3. The invention screens out bacterial strain with high-efficiency ammonia removal effect from compost samples, takes the bacterial strain Listeria Y3 with optimal ammonia removal capability as an object, carries out multiphase identification on the bacterial strain through 16S rRNA gene system development analysis, whole genome sequence analysis, morphological characteristics and physiological and biochemical characteristics, and optimizes the culture condition of the bacterial strain to improve the ammonia nitrogen removal rate after definitely refining the classification status of the bacterial strain, thereby providing bacterial resource and potential functional products for high-efficiency biological ammonia removal and deodorization.
Drawings
FIG. 1 shows ammonia nitrogen removal rate of strain Y3 in the present invention.

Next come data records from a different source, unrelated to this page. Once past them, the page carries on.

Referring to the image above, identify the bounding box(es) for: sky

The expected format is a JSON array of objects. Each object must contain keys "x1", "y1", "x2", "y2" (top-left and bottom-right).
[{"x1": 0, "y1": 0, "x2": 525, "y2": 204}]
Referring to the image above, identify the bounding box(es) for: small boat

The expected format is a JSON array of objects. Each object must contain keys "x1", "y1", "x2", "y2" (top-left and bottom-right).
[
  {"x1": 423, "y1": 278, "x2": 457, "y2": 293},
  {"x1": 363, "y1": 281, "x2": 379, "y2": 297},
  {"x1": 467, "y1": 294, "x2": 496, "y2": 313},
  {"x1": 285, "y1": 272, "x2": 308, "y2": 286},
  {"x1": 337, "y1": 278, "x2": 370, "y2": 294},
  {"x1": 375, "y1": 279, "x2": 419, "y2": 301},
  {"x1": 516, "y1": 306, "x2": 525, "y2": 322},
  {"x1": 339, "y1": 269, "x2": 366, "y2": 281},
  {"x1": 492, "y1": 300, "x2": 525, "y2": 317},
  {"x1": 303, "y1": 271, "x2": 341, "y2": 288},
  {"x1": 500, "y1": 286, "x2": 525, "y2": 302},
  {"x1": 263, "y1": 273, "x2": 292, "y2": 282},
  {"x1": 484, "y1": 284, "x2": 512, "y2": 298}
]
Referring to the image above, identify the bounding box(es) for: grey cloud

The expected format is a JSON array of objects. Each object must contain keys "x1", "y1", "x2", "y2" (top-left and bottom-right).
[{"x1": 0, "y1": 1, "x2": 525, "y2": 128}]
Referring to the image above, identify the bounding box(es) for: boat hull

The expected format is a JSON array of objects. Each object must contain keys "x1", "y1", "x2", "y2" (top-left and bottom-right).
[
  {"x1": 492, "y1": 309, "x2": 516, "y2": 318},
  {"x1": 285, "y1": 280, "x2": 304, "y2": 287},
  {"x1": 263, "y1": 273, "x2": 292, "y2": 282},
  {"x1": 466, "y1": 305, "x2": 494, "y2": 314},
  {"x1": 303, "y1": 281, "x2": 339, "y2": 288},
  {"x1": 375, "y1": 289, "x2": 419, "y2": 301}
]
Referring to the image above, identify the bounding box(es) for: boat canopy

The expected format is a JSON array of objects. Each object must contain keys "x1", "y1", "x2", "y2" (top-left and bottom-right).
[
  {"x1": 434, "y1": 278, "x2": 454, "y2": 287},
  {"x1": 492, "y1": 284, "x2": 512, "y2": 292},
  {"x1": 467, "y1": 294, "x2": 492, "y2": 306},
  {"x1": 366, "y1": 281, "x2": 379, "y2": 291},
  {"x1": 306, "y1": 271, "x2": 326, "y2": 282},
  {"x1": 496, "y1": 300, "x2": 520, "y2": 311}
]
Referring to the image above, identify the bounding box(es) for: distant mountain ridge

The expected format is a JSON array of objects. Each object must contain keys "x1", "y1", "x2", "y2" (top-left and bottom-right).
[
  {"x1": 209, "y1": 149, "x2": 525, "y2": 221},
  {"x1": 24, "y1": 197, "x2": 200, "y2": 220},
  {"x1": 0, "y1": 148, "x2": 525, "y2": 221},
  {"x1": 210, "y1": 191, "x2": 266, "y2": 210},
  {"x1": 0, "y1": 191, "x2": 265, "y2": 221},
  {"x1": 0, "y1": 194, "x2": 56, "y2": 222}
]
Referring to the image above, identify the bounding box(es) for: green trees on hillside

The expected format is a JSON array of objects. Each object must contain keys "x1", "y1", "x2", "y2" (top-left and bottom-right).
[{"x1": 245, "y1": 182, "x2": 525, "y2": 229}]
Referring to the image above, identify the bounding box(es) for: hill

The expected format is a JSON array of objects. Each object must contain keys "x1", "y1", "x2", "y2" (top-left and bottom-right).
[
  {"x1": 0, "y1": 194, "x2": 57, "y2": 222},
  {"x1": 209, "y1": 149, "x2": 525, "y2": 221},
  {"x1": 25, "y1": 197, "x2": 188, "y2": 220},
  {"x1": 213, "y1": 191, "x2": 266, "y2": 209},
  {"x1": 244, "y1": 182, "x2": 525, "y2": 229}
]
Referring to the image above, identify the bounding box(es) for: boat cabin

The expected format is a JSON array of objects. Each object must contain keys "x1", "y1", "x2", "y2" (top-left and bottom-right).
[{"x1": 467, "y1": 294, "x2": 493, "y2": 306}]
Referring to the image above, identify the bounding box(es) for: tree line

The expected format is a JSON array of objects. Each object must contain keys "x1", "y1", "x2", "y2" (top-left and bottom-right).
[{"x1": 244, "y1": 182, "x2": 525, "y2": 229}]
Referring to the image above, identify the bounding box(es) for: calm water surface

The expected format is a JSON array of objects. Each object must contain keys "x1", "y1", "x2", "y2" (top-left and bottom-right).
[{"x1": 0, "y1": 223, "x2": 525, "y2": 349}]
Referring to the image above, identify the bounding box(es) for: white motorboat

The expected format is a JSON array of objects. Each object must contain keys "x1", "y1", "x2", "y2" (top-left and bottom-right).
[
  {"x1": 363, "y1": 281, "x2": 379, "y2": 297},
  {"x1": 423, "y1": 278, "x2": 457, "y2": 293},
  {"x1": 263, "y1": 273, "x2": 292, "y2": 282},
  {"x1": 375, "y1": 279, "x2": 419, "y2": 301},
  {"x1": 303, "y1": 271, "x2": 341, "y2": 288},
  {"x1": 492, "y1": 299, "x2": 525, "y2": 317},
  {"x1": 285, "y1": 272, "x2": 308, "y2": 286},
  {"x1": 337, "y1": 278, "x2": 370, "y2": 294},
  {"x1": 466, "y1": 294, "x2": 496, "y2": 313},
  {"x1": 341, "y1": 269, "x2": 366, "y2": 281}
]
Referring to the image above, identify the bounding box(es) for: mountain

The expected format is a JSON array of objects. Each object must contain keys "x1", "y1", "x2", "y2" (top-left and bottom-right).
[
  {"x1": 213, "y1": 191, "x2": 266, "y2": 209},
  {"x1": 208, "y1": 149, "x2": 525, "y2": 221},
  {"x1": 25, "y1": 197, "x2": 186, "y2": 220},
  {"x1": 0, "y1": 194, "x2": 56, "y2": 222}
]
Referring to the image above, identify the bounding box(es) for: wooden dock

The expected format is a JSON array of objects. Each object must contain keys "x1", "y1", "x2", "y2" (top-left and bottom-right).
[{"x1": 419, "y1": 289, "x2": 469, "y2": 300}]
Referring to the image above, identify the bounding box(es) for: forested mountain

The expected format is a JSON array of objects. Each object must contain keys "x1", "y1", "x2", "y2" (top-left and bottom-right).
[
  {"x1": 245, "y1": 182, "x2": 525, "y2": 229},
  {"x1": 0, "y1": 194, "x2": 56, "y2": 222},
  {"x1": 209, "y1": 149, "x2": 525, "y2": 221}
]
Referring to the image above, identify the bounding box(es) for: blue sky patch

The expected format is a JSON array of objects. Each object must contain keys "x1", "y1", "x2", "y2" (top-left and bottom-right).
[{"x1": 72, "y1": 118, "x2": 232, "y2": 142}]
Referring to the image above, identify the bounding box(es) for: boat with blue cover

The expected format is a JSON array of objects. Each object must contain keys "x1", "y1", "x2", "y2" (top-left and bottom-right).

FIG. 2 shows the growth curve of strain Y3 in the present invention.
FIG. 3 shows the colony and cell morphology of strain Y3 in the present invention, wherein FIG. 3A shows the colony morphology of strain Y3, and FIG. 3B shows the cell morphology of strain Y3.

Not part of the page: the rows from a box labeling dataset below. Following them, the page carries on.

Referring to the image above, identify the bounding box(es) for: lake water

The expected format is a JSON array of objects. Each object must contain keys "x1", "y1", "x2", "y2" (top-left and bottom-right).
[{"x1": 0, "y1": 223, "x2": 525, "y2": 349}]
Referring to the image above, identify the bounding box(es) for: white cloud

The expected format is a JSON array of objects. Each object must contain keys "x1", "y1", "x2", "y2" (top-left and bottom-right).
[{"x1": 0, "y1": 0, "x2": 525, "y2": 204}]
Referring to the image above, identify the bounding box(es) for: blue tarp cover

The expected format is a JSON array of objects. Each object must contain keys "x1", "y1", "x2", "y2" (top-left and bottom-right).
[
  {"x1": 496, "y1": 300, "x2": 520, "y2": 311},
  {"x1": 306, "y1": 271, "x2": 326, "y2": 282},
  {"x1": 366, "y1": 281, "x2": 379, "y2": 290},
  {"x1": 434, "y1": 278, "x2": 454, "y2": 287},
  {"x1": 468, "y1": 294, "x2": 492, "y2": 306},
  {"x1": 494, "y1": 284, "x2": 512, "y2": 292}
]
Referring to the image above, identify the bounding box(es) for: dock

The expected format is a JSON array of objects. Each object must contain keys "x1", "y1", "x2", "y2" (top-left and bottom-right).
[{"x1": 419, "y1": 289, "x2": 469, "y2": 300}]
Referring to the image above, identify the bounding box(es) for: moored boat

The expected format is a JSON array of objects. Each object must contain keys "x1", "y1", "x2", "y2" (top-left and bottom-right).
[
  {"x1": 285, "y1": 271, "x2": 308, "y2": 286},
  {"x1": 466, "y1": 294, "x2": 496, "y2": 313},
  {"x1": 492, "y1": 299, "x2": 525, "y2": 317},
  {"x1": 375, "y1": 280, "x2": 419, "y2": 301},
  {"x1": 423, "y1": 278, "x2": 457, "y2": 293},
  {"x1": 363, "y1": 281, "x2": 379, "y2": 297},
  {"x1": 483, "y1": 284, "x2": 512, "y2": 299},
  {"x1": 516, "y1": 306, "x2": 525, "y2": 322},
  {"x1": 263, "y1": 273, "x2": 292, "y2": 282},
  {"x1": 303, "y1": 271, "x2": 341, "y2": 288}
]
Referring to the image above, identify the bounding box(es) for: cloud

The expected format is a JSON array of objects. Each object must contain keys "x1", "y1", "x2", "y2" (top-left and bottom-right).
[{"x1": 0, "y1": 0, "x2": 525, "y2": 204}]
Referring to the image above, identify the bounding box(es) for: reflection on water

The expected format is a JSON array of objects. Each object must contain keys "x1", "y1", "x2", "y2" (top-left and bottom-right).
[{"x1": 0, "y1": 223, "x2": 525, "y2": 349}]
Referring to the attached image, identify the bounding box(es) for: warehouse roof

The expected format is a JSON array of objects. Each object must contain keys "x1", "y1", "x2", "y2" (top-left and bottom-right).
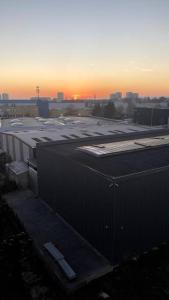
[
  {"x1": 38, "y1": 136, "x2": 169, "y2": 177},
  {"x1": 1, "y1": 117, "x2": 161, "y2": 147}
]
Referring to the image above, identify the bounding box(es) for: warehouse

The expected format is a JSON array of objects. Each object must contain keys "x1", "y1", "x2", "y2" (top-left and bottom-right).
[
  {"x1": 0, "y1": 117, "x2": 153, "y2": 162},
  {"x1": 37, "y1": 135, "x2": 169, "y2": 265}
]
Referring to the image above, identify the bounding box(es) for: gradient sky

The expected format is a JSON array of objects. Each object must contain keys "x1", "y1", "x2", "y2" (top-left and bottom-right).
[{"x1": 0, "y1": 0, "x2": 169, "y2": 98}]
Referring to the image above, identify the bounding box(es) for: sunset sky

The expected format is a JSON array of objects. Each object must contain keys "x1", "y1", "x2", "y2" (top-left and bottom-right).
[{"x1": 0, "y1": 0, "x2": 169, "y2": 98}]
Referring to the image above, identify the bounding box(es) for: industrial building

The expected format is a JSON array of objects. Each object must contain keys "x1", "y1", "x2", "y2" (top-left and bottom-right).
[
  {"x1": 37, "y1": 134, "x2": 169, "y2": 265},
  {"x1": 0, "y1": 117, "x2": 158, "y2": 193},
  {"x1": 0, "y1": 117, "x2": 169, "y2": 291}
]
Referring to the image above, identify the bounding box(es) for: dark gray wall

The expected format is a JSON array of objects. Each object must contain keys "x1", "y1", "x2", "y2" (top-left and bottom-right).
[{"x1": 38, "y1": 147, "x2": 169, "y2": 264}]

FIG. 4 is a 16S rRNA gene evolutionary tree of strain Y3 of the present invention.
FIG. 5 is a genomic evolution tree of strain Y3 according to the present invention.
FIG. 6 shows ANI values for strain Y3 and a reference strain according to the invention, in which :1:Y3;2:Priestia aryabhattaiJCM 13839;3:Priestia megateriumATCC 14581T;4:Metabacillus herbersteinensisCCM 7228;5:Bacillus basilensis403507-21;6:Robertmurraya yapensisXXST-01;7:Viridibacillus soliYIM B01967;8:Bacillus suaedaesalsaeRD4P76;9:Pseudoneobacillus rhizosphaeraeCIP 111885T;10:Bacillus pretiosusSAICEU11T;11:Bacillus proteolyticusMCCC 1A00365;12:Bacillus songklensisCCUG 61889;13:Bacillus nitratireducens4049;14:Metabacillus iocasaeDSM 104297T;15:Priestia flexaNBRC 15715T;16:Priestia veravalensisSGD-V-76T.

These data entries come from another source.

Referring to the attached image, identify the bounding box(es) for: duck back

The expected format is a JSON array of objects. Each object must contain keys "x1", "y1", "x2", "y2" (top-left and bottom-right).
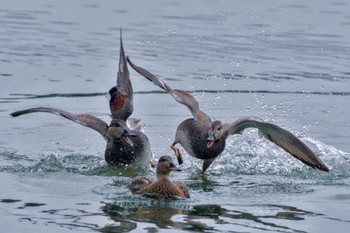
[{"x1": 105, "y1": 131, "x2": 151, "y2": 165}]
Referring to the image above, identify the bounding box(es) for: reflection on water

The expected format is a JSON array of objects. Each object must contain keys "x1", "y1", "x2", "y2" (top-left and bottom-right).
[
  {"x1": 0, "y1": 0, "x2": 350, "y2": 233},
  {"x1": 102, "y1": 203, "x2": 322, "y2": 232}
]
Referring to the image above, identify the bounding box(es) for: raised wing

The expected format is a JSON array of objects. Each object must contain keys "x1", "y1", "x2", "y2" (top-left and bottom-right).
[
  {"x1": 108, "y1": 29, "x2": 133, "y2": 121},
  {"x1": 127, "y1": 57, "x2": 211, "y2": 122},
  {"x1": 224, "y1": 118, "x2": 329, "y2": 172},
  {"x1": 11, "y1": 107, "x2": 108, "y2": 139}
]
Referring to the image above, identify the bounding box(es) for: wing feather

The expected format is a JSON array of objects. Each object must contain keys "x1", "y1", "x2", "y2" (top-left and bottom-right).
[
  {"x1": 224, "y1": 118, "x2": 329, "y2": 172},
  {"x1": 11, "y1": 107, "x2": 108, "y2": 139},
  {"x1": 127, "y1": 57, "x2": 211, "y2": 122}
]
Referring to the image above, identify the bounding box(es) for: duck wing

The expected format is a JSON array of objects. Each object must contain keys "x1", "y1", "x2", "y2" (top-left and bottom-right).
[
  {"x1": 108, "y1": 29, "x2": 133, "y2": 121},
  {"x1": 11, "y1": 107, "x2": 108, "y2": 139},
  {"x1": 127, "y1": 57, "x2": 211, "y2": 122},
  {"x1": 223, "y1": 118, "x2": 329, "y2": 172}
]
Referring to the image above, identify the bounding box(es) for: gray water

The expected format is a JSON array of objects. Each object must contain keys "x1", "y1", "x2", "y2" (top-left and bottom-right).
[{"x1": 0, "y1": 0, "x2": 350, "y2": 233}]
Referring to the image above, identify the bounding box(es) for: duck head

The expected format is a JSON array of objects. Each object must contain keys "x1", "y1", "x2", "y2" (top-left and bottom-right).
[
  {"x1": 207, "y1": 121, "x2": 224, "y2": 148},
  {"x1": 157, "y1": 155, "x2": 181, "y2": 176},
  {"x1": 107, "y1": 119, "x2": 136, "y2": 146}
]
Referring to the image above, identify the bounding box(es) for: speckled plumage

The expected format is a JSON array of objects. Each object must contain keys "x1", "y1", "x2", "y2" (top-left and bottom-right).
[
  {"x1": 128, "y1": 58, "x2": 329, "y2": 174},
  {"x1": 128, "y1": 156, "x2": 190, "y2": 198},
  {"x1": 11, "y1": 30, "x2": 151, "y2": 165}
]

FIG. 7 shows the effect of pH on the growth of strain Y3 in the present invention.
FIG. 8 shows the effect of temperature on the growth of strain Y3 in the present invention.
FIG. 9 shows the effect of different carbon sources on the growth of strain Y3 according to the present invention.
FIG. 10 shows the effect of different carbon to nitrogen ratios on the growth of strain Y3 according to the present invention.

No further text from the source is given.